Yes, but if you're implying that the cost in development time is only worth
it for massively complex apps like browsers and office suites, that's a
bit of a mischaracterization. Qt even has a declarative language geared
toward simple custom interfaces for just the type of developers you
describe.
If we're talking about the complexity of dependency chains then toolkit
choice might be fairly straightforward. But outside of that you have to
investigate the feature set and try using the tools.
-Jonathan
On Saturday, November 28, 2015 2:39 PM, Roger Leigh <rleigh@???> wrote:
On 28/11/2015 18:46, Godefridus Daalmans wrote:
> If your programs depend on CDE, you could try to compile them against
> lesstif2,
> that's an LGPL implementation of Motif, on top of just the X libraries.
>
> I don't know if it's binary-compatible or if it's actively maintained.
Not sure of its current status, but given the need for Motif is now very
low, I would imagine it's not too active.

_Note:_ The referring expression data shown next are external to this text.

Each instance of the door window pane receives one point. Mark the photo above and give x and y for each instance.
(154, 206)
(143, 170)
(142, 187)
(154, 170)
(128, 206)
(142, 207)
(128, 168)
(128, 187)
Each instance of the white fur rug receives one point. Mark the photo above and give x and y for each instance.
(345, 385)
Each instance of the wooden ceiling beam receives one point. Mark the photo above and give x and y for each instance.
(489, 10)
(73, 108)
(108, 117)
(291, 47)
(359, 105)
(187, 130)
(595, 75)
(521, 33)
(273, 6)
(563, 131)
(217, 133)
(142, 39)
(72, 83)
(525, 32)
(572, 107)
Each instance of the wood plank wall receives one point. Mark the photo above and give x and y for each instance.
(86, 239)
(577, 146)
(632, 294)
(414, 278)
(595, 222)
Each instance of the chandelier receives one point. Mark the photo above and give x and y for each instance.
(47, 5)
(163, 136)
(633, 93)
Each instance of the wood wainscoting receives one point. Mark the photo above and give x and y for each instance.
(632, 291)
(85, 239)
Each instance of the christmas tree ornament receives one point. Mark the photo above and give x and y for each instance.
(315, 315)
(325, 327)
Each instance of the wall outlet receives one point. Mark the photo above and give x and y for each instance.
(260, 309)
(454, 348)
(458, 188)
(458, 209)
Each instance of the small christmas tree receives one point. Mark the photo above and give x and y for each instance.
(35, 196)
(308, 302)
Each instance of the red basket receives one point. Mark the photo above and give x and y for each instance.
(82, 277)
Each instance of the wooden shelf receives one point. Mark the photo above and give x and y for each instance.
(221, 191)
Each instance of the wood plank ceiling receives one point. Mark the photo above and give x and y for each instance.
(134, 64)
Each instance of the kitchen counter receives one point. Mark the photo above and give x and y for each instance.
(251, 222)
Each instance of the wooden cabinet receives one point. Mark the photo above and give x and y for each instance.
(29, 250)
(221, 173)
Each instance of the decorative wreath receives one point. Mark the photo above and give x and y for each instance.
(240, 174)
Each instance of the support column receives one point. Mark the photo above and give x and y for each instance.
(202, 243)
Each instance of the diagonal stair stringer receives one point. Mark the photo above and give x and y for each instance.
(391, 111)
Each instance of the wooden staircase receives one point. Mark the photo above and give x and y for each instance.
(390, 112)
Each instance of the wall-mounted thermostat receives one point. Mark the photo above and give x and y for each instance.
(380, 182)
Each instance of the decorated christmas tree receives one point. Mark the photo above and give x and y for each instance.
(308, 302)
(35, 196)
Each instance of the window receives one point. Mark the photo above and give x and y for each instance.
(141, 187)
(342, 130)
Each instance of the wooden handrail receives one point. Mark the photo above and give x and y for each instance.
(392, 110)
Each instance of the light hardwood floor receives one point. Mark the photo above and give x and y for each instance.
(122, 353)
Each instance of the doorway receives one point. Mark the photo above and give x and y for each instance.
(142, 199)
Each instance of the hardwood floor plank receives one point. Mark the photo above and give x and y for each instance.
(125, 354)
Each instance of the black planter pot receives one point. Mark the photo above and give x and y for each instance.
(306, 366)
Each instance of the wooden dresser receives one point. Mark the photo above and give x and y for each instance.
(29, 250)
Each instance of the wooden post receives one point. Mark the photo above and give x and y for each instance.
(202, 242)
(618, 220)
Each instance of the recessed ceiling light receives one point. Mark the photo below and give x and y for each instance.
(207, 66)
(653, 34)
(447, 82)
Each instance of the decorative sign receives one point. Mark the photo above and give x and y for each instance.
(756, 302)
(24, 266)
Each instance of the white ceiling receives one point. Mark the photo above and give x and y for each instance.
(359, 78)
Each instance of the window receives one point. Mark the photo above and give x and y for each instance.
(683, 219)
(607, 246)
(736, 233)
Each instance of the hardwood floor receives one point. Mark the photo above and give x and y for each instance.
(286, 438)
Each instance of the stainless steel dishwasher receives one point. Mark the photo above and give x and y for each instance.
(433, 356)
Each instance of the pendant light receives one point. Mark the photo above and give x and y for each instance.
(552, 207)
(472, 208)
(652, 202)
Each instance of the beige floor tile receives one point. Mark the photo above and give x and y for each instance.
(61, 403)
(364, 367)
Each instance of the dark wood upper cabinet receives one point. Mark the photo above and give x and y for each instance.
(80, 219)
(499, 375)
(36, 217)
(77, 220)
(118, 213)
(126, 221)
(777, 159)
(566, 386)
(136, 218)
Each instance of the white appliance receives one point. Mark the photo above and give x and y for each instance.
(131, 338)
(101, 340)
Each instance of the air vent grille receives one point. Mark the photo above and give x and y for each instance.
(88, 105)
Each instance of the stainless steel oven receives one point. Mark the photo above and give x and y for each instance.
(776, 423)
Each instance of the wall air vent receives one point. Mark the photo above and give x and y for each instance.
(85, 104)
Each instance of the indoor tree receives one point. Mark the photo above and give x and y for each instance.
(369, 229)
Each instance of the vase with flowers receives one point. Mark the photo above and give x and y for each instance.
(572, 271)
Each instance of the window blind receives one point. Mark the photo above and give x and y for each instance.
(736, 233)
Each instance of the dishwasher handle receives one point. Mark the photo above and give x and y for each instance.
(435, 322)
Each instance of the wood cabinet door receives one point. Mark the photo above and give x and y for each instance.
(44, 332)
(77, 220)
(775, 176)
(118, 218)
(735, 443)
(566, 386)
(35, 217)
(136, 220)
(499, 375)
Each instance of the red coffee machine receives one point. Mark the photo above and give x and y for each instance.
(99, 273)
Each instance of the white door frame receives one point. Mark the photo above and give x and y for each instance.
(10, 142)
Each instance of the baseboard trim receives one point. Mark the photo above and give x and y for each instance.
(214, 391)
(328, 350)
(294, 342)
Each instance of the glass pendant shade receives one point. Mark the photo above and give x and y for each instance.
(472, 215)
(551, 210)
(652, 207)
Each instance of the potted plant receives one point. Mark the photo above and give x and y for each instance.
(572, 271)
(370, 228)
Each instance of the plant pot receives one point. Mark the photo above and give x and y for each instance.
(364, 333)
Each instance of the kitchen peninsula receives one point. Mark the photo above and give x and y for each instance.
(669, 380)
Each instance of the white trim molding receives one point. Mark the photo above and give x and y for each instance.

The other thing to point out is that the real Motif toolkit was opened
up with the relicensing of CDE. There was some initial activity to make
it build and run on modern systems, but not sure what the current state
of some things are, e.g. client-side fonts and unicode (was previously
old-style XLFD and no unicode). So the need for lesstif is now moot,
unless there are lesstif bits to merge into motif.